Lp(a) Explained: Genetics, Risk, and What You Can Actually Do

My Lp(a) is 165 nmol/l, putting me in the "high risk" category. That's why I needed to know more. Let's discover Lp(a): what it is, why it matters, and what you can do to reduce your risk.

By now, you’ve probably heard the term Lp(a). But to get everyone up to speed, Lp(a) is a major risk factor for heart disease. In particular, it’s a causal risk factor for “atherosclerosis,” the buildup of plaque in the arteries of your heart.
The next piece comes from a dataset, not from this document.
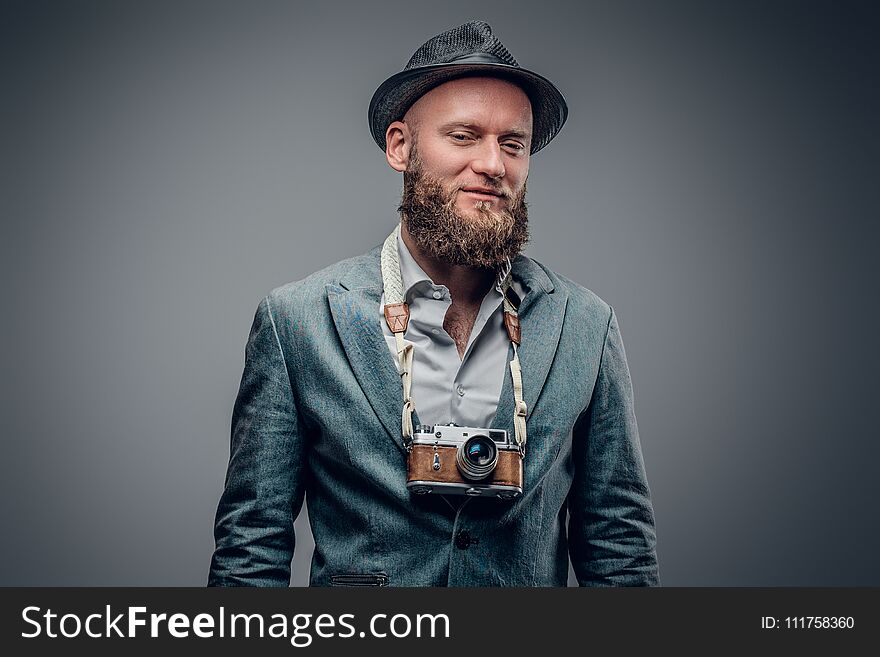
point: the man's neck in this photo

On a per particle basis, it’s thought to be 6X as atherogenic as LDL particles.

Now, two more things to know about Lp(a):

• Its levels are largely genetically determined

• There aren’t many medications or lifestyle treatments to modify Lp(a)

So, what do you do if you’re genetically cursed, like me? With levels of 165 nmol/l, thanks to my dad, I’m in the “severe” risk catagory.

Well, by the end of this letter, I promise on my own heart health, you’ll have a much stronger understanding of Lp(a): what it is, why it matters, and what you can do to reduce your risk of heart disease.

Roadmap

This letter will progress in 8 chapters:

1. Defining Lp(a)

2. Guidelines on Measuring Lp(a) & Risk Thresholds

3. Medications in Development to Lower Lp(a)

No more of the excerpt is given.